Text Normalization

Text normalization converts text into its verbalized form. That is, tokens belonging to special semiotic classes to denote things like numbers, times, dates, monetary amounts, etc., that are often written in a way that differs from the way they are verbalized. For example, 10:00 -> ten o’clock, 10:00 a.m. -> ten a m, 10kg -> ten kilograms. Text normalization is used as a preprocessing step before Text to Speech (TTS). It could also be used for preprocessing Automatic Speech Recognition (ASR) training transcripts.

This tool offers prediction on text files and evaluation on Google text normalization dataset [TOOLS-NORM1], [TOOLS-NORM2], [TOOLS-NORM3]. It reaches 81% in sentence accuracy on output-00001-of-00100 of Google text normalization dataset, 97.4% in token accuracy.

Note

We recommend you try the tutorial NeMo/tutorials/tools/Text_Normalization_Tutorial.ipynb.

We use the same semiotic classes as in the Google Text normalization dataset: PLAIN, PUNCT, DATE, CARDINAL, LETTERS, VERBATIM, MEASURE, DECIMAL, ORDINAL, DIGIT, MONEY, TELEPHONE, ELECTRONIC, FRACTION, TIME, ADDRESS. We additionally added the class WHITELIST for all whitelisted tokens whose verbalizations are directly looked up from a user-defined list.

NeMo rule-based system is divided into a tagger and a verbalizer: the tagger is responsible for detecting and classifying semiotic classes in the underlying text, the verbalizer takes the output of the tagger and carries out the normalization. In the example The alarm goes off at 10:30 a.m., the tagger for time detects 10:30 a.m. as a valid time data with hour=10, minutes=30, suffix=a.m., the verbalizer then turns this into ten thirty a m.

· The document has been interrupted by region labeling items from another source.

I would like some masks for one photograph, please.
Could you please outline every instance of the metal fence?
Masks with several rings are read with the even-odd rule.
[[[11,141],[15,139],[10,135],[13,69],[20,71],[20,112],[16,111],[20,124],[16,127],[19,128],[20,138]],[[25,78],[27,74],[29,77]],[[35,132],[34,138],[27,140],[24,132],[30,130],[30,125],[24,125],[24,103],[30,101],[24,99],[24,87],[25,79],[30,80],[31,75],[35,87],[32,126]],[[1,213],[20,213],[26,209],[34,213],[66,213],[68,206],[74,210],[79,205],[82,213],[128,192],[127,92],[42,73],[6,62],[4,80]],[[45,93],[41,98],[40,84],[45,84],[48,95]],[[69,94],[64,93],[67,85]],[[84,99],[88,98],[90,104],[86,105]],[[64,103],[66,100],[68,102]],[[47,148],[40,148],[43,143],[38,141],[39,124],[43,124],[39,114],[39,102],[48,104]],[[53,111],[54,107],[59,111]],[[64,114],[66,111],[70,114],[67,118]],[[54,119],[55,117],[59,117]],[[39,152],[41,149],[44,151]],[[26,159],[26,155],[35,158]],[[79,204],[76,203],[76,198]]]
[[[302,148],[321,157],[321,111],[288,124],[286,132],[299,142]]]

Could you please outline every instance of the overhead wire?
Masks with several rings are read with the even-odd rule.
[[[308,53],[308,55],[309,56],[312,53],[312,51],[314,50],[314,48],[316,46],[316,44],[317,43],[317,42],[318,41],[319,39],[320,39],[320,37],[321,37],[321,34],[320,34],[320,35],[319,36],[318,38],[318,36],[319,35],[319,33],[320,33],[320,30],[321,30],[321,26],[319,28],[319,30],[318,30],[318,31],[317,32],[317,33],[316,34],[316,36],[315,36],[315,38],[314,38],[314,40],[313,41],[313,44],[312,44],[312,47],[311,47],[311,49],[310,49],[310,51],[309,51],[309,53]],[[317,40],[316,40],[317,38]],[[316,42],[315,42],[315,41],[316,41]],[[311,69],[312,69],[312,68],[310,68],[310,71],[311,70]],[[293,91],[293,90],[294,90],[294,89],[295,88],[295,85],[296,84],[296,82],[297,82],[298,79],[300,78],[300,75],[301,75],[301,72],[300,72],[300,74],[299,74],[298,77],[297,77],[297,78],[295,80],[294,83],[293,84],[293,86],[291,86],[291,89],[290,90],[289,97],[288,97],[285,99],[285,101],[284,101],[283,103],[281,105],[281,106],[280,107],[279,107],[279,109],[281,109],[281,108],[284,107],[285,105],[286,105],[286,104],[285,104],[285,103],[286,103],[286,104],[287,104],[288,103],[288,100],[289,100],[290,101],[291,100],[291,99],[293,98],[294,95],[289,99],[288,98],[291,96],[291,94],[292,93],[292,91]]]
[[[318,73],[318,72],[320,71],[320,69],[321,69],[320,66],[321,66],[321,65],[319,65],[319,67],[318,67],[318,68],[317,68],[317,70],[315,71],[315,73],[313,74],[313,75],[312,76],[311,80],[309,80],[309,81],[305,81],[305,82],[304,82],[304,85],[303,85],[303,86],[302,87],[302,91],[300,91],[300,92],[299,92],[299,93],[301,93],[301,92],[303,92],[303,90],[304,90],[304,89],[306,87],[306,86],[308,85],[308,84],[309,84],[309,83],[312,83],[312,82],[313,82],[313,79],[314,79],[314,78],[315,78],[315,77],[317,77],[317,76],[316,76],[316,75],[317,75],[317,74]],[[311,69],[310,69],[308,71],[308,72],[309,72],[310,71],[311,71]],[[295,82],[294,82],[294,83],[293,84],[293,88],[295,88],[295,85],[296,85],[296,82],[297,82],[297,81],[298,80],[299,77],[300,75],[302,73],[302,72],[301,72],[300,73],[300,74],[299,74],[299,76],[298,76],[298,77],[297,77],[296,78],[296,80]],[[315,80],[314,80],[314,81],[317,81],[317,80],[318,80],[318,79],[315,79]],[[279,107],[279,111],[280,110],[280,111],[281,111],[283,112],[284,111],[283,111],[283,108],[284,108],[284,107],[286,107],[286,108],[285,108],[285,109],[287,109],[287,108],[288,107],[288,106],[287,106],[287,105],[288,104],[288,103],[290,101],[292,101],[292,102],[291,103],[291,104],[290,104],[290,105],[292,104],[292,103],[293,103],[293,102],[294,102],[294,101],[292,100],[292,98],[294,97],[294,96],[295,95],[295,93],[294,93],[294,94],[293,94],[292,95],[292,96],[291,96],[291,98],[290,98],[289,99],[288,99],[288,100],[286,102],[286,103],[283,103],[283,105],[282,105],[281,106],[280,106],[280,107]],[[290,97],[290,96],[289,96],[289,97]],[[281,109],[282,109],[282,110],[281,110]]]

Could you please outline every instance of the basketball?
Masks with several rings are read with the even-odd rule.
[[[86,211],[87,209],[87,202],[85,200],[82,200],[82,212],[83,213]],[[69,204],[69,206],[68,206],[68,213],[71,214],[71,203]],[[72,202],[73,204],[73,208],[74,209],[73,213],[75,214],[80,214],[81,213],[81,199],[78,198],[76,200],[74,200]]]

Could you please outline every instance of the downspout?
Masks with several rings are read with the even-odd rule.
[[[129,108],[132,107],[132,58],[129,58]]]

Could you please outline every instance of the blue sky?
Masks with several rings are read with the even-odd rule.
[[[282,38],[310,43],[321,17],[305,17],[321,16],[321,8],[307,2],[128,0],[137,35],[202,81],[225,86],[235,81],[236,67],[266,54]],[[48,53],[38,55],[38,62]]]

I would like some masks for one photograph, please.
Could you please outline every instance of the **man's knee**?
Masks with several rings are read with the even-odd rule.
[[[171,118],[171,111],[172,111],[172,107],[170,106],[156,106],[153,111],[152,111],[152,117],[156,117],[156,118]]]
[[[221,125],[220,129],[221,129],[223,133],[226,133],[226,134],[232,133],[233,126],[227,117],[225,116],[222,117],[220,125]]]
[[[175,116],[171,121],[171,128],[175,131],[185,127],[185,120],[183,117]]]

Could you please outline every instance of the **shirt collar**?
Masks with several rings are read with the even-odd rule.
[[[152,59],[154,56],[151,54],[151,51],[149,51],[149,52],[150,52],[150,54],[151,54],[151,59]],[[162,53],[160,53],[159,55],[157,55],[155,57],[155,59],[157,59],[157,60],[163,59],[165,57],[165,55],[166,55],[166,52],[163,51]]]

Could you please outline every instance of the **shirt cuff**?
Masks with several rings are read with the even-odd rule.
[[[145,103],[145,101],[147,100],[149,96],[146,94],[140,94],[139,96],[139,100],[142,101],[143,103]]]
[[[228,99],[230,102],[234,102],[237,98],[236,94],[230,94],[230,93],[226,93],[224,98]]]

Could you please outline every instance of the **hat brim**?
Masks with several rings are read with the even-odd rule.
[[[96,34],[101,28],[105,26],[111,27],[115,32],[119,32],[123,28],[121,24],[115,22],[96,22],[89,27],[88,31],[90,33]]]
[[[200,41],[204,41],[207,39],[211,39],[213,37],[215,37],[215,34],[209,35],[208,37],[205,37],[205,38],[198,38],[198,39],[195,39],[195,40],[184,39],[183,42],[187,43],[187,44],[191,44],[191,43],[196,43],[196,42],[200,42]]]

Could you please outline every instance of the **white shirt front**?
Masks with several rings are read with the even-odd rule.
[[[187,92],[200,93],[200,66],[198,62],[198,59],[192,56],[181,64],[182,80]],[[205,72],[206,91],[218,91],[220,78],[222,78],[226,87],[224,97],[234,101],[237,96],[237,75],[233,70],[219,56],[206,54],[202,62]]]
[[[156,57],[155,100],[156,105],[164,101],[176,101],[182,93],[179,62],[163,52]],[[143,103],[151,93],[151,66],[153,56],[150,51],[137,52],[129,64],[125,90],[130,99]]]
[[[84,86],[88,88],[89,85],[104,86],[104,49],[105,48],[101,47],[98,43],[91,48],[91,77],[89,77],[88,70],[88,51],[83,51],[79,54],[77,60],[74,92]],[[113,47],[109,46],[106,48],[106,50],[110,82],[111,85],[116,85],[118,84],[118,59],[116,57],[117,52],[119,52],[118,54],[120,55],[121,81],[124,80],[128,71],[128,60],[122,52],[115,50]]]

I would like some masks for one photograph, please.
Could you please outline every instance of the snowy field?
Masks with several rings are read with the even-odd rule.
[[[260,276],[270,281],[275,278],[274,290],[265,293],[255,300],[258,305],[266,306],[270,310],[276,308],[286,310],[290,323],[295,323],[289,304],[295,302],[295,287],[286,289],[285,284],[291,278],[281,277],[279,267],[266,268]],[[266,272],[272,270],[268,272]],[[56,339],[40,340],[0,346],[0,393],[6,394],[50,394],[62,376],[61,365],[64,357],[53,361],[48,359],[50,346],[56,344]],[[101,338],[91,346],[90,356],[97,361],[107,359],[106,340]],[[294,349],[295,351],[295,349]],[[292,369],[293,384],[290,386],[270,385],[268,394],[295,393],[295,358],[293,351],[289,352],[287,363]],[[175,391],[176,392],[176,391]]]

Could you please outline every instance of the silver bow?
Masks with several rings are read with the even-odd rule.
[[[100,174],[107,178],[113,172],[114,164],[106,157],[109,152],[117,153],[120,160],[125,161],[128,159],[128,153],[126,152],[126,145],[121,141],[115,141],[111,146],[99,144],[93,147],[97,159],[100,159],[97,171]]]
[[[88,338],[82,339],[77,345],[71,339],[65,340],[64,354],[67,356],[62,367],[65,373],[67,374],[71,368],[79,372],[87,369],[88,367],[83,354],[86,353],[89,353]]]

The system is designed to be easily debuggable and extendable by more rules. We provide a set of rules that covers the majority of semiotic classes as found in the Google Text normalization dataset for the English language. As with every language there is a long tail of special cases.

Prediction

Example prediction run:

python run_prediction.py  --input=<INPUT_TEXT_FILE> --output=<OUTPUT_PATH>

Evaluation

Example evaluation run:

python run_evaluation.py  --input=./en_with_types/output-00001-of-00100 [--cat CLASS_CATEGORY]

References

TOOLS-NORM1

Peter Ebden and Richard Sproat. The kestrel tts text normalization system. Natural Language Engineering, 21(3):333, 2015.

TOOLS-NORM2

Richard Sproat and Navdeep Jaitly. Rnn approaches to text normalization: a challenge. arXiv preprint arXiv:1611.00068, 2016.

TOOLS-NORM3

Paul Taylor. Text-to-speech synthesis. Cambridge university press, 2009.